No te sorprende cuando dos policías que se han aproximado hasta donde está teniendo lugar todo empiezan a partirse de risa en cuanto les explican la situación. Nunca habrías esperado mucho de ellos, ahora todavía menos. Das la recaudación, la posibilidad de razonar con la masa y todo lo demás por perdidos, y sin dejar de mirar a la turba comienzas a caminar de espaldas en la misma dirección en la que ha huido el chorizo. Tu casa está por ahí. Sueltas con toda la fuerza que te permiten tus pulmones: “¡Sois todos una pandilla de tarados!”, y giras sobre tus pies lanzándote a la carrera. “¿Adónde vas, mequetrefe?” “¡A enemigo que huye puente de plata!” Se supone que el que tendría que estar escapando ahora mismo de esa caterva de energúmenos debería ser otro. Se supone que el amor dura toda la vida y que las madres no abandonan a sus hijos recién nacidos en contenedores, sin embargo las cosas a veces no funcionan de ese modo. “¡Gaznápiro!”

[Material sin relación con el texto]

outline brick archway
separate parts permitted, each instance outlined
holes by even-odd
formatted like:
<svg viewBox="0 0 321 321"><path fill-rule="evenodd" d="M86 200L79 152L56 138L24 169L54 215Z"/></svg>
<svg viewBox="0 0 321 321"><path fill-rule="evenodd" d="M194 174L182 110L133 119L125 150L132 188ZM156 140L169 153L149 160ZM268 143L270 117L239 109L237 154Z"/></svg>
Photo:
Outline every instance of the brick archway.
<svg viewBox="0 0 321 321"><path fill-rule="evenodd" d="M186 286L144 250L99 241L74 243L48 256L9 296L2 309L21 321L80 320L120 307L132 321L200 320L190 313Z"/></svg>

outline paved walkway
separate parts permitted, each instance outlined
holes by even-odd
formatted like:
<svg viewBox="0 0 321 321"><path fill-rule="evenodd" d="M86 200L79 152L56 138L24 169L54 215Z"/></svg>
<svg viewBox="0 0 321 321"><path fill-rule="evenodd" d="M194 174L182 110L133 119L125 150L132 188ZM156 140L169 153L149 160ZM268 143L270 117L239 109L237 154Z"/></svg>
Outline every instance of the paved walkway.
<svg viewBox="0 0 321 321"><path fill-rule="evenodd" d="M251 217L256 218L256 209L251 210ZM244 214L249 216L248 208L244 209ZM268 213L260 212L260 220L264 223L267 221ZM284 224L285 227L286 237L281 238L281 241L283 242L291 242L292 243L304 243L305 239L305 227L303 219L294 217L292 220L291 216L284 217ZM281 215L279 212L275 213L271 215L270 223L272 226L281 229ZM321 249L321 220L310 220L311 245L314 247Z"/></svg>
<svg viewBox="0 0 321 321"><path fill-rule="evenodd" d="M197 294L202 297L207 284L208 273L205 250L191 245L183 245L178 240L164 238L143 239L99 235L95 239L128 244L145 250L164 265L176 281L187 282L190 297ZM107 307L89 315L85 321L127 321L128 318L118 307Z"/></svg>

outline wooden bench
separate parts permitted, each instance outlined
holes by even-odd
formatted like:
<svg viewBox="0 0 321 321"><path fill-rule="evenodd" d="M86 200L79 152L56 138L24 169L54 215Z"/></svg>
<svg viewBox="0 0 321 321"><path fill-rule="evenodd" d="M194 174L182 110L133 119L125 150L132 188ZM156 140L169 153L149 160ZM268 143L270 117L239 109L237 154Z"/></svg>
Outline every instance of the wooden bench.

Sorteas a peatones que se van sumando al montón de perseguidores, saltas escalones de tres en tres, de cuatro en cuatro, avanzas por el techo de los coches estacionados, y el sudor que te envuelve forma una película lechosa sobre tus ojos que contribuye a acrecentar el sentimiento de irrealidad. No van a dejarte en paz. Las antorchas encendidas están dentro de ellos. Doblas la última esquina antes de llegar a tu portal y te detienes frente a él mientras buscas la llave correcta. Les ves llegar desembocando en tu calle y ocupándola en toda su anchura. Algunos tropiezan y caen como grandes mamíferos en peligro de extinción abatidos por cazadores furtivos y se quedan tendidos sobre el asfalto caliente riéndose a carcajadas. El resto se precipita hacia ti con los rostros congestionados, los cuerpos mojados y pegajosos y una mirada que no es humana. Hay un clamor de ronquidos guturales que ya ni forman frases ni palabras reconocibles. Es un bramido lleno de torpeza. “¡Al ladrón!”, alcanza a recuperar alguno. Varios de los que se han incorporado en los últimos cientos de metros creen que el ladrón realmente eres tú. Casi sientes en tu cara el jadeo apremiante de los más próximos. Consigues abrir la puerta justo antes de que te den alcance. La realidad parece más verosímil cuando copia a la ficción.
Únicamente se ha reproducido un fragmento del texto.